Robots producing themselves
A decisive threshold in robotics evolution has been reached when the machines begin to develop and build themselves, and they’ve already embarked on this path. As early as in 2006, Cornell University unveiled its Starfish, a four-legged robot that was able to model itself and taught itself how to walk again after having been damaged. Growing intelligence accelerates such developments, which many people perceive as dystopian. Areas such as robotics law and robotics ethics are gaining traction in this context.
It’s high time to deal with such issues because even at this juncture our world has become unthinkable without robots. By 2022, some two million industrial robots will have been installed worldwide. Plus, millions of service robots that mow lawns, vacuum-clean floors, care for the elderly, etc. etc. are added year after year. In 2016, the robotic bricklayer Hadrian X even built an entire one-family home in two days. Brick upon brick, taking cues from Aristotle: “… that each (inanimate) instrument could do its own work.”
Research scientists, by the way, are pursuing the playful goal of developing a soccer team of autonomous two-legged robots by 2050 that could be pitted against the World Soccer Champion. A more substantial project is the perfection of the human body, for instance by mechanical parts or high-resolution sensors, with the objectives of walking faster, jumping higher or seeing better. This culminates in ideas of the robotically extended human body as a posthuman being that might be able to colonize the universe. Even visionary Aristotle didn’t think that far ahead.
Dynamic motion
Higher productivity, higher availability, higher process reliability: The requirements of the manufacturing industry keep growing. Robotics emphasize the utilization of lightweight robots (LWRs) and collaborative robots (cobots) to meet these demands. They are agile, connected assistants performing high-precision work in handling and assembly processes with service loads ranging between three and 15 kilograms (6.6. and 33 lb). Downsizing of robots also affects their joints and poses new challenges to suppliers like Schaeffler.
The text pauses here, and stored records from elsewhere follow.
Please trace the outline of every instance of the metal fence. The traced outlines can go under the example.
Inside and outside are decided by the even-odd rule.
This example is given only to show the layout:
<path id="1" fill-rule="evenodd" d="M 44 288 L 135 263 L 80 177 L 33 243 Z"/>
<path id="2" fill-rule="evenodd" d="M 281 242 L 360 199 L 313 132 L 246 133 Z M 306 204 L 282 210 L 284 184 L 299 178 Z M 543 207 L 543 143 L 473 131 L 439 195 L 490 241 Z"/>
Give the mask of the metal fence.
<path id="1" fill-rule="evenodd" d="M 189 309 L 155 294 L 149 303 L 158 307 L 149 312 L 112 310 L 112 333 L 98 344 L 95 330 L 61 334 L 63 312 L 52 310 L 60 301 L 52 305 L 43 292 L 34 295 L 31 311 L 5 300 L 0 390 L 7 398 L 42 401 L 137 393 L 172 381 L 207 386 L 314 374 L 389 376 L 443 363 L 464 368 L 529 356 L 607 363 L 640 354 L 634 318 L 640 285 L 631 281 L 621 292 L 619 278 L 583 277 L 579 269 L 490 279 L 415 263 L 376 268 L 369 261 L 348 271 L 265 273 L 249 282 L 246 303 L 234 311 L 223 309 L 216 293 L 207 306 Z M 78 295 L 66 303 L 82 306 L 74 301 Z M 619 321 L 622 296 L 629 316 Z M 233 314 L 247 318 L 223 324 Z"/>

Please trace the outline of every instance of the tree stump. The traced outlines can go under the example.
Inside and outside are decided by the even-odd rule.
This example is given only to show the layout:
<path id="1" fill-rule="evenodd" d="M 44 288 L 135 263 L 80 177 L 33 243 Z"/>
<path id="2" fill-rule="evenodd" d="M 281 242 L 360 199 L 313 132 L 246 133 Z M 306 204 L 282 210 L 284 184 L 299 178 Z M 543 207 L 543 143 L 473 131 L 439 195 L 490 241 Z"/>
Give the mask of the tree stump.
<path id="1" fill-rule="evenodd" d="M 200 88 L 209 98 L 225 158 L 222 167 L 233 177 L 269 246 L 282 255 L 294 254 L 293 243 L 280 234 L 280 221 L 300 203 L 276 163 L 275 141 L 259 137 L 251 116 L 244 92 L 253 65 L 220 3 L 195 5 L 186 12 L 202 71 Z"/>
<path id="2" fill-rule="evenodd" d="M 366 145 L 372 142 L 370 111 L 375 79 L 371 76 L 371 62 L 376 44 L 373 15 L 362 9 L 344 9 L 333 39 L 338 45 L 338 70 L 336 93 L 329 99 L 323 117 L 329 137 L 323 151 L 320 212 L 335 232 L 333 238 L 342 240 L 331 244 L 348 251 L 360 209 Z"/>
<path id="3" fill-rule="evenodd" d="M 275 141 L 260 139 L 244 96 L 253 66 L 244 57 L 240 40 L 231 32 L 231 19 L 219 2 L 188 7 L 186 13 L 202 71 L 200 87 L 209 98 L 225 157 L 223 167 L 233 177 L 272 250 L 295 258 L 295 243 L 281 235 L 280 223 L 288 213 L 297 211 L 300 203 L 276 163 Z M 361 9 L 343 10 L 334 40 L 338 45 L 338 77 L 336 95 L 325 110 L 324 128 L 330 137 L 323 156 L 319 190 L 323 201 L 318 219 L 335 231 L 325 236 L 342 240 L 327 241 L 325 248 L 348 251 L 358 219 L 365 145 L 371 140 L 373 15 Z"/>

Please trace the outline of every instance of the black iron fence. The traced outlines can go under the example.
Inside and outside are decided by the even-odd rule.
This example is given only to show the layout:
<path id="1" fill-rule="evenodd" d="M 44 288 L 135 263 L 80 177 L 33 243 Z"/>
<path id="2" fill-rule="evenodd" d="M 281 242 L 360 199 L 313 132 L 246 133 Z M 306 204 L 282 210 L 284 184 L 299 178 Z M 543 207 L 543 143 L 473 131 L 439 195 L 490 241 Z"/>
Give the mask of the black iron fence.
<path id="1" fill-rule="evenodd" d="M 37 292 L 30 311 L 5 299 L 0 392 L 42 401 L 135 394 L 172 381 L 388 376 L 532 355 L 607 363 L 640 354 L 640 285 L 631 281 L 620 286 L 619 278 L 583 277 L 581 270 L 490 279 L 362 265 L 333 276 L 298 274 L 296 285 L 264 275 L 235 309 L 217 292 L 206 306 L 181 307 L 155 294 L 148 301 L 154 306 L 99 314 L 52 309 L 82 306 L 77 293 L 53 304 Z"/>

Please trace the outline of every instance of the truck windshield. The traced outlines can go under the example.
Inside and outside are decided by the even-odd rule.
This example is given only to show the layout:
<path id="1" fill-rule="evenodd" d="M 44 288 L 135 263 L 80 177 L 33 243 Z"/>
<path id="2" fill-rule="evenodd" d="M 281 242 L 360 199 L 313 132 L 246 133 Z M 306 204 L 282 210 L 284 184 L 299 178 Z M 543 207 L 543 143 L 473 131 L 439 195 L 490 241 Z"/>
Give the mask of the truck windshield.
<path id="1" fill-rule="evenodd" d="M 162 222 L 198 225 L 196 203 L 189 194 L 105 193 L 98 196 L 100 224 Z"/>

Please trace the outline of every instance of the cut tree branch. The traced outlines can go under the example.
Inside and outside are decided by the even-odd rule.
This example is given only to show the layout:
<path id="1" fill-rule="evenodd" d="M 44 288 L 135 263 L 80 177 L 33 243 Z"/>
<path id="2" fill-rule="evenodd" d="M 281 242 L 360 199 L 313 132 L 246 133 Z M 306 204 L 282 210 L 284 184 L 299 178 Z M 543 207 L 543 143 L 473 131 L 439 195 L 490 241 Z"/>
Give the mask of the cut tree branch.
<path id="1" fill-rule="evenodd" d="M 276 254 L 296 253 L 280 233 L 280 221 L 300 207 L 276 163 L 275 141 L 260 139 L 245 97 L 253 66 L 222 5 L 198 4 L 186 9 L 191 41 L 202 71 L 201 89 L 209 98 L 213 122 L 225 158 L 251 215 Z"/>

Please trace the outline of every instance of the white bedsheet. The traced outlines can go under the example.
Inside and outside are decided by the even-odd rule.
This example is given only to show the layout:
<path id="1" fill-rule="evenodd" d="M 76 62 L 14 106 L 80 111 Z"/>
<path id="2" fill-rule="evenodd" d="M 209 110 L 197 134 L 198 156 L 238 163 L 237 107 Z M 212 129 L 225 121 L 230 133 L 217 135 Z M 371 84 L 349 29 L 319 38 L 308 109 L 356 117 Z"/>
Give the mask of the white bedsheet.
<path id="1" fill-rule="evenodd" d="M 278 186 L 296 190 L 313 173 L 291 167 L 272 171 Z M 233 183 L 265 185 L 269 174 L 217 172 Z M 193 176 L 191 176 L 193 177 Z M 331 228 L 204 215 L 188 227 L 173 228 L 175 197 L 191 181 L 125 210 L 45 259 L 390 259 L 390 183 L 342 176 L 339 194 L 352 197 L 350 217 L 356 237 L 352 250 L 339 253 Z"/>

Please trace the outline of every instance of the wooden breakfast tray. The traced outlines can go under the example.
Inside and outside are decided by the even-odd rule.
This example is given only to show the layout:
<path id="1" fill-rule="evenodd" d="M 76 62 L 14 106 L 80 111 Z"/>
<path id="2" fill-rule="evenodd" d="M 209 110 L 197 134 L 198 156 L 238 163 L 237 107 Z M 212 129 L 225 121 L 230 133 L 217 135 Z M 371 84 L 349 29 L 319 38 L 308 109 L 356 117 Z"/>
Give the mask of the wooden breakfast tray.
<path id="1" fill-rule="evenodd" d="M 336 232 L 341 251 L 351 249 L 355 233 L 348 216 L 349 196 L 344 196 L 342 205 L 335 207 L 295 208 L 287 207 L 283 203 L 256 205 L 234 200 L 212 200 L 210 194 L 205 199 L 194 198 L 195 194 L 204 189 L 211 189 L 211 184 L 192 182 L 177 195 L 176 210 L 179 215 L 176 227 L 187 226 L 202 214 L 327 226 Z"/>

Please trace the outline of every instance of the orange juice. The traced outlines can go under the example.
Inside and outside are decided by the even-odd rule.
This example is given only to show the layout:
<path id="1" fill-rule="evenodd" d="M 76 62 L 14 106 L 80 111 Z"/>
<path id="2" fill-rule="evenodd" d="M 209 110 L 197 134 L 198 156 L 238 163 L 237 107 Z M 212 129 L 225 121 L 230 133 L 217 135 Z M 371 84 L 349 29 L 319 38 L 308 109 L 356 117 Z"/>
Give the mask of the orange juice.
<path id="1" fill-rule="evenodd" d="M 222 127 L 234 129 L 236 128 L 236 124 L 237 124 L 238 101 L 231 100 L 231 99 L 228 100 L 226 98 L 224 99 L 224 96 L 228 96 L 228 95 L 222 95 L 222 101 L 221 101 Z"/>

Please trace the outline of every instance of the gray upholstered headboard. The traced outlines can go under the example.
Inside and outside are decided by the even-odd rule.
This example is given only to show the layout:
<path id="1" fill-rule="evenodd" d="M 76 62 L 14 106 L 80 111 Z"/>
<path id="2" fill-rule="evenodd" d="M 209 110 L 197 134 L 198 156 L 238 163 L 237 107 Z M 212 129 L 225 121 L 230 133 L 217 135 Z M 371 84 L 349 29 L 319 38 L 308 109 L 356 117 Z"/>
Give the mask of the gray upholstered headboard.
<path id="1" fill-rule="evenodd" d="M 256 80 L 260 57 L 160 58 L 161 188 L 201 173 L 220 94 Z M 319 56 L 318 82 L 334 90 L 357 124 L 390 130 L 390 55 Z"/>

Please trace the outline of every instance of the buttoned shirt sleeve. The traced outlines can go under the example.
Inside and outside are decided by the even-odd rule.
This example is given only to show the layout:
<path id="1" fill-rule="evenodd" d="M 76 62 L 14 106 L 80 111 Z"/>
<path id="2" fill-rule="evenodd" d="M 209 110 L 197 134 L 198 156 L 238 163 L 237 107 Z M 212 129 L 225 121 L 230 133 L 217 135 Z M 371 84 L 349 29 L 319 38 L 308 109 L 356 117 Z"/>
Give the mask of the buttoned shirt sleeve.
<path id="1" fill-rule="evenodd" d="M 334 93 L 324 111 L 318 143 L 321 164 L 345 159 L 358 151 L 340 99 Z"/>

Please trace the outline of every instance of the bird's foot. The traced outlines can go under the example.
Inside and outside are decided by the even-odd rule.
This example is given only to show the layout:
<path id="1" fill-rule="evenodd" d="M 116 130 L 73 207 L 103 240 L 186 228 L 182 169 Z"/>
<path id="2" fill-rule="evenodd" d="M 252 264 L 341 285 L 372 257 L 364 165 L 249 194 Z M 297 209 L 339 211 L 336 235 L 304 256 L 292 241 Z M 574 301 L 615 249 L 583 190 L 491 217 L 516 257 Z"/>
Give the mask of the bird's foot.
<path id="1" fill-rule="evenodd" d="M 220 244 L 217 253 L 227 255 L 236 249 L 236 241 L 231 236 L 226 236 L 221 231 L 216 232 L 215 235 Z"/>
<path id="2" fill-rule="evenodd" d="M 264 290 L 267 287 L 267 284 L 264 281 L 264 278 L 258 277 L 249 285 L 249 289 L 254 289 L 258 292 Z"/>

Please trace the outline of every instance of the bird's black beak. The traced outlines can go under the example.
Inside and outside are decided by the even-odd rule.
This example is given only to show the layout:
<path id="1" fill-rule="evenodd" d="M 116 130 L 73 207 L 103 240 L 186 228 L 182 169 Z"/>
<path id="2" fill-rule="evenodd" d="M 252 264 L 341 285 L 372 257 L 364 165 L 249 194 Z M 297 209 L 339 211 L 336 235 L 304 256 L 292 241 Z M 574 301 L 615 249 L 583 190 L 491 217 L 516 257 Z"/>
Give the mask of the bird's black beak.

Robot manufacturers primarily demand smaller and more rigid joints with consistent friction levels as low as possible. Gearboxes with greater torsional rigidity and high torque ratings, and bearings with higher tilting rigidity are in demand as well. Service life and wear resistance of the components should not be neglected in this context. Two new developments created by Schaeffler’s engineers come into focus here:
XZU conical thrust cage needle roller bearing
Compared to the crossed roller bearings previously used as articulated arm bearings, the innovative conical thrust cage roller bearing features a larger number of load-bearing rolling elements, while retaining the same design envelope. As a result, customers have the option of using smaller-sized bearings, which saves space and weight. This opens up new opportunities in LWR and cobot development, resulting in a constantly growing array of applications for users. Due to the X arrangement of the needle rollers in two raceways, rigidity increases by at least 30 percent, depending on the installed size, compared to crossed roller bearings. By housing the rolling elements in cage guides and having them configured in two raceways instead of just one, the XZU delivers a 20 percent reduction in friction, resulting in more precise movement and less overshoot on reaching the end position. Overall, applications using these bearings require fewer control processes and can operate at higher speeds, thereby making the production cycle much more efficient.
DuraWave precision gearbox
Schaeffler offers ready-to-install silk hat-type speed reduction gears, aka “speed reducers,” for use in robot articulated joints. By harnessing the functional principles of strain wave gearing, high reduction gear ratios – and correspondingly high torques – are achieved with a relatively lightweight design. Schaeffler’s precision gearbox is characterized by lash-free operation, positioning accuracy, compact design and durability, i.e. long service life. The latter is a key factor in robots, which need to operate with maximum reliability and minimal downtimes. Schaeffler offers reduction ratios of 50:1 to 150:1. The resulting torques are transmitted reliably and accurately due to the robust design of the gearbox and its combination with the rigid XZU conical thrust cage needle roller bearing. As a result, robots using this technology are highly efficient and able to move to their end positions dynamically, accurately and without excessive overshoot, so that sorting, handling and assembly tasks can be performed quickly and efficiently.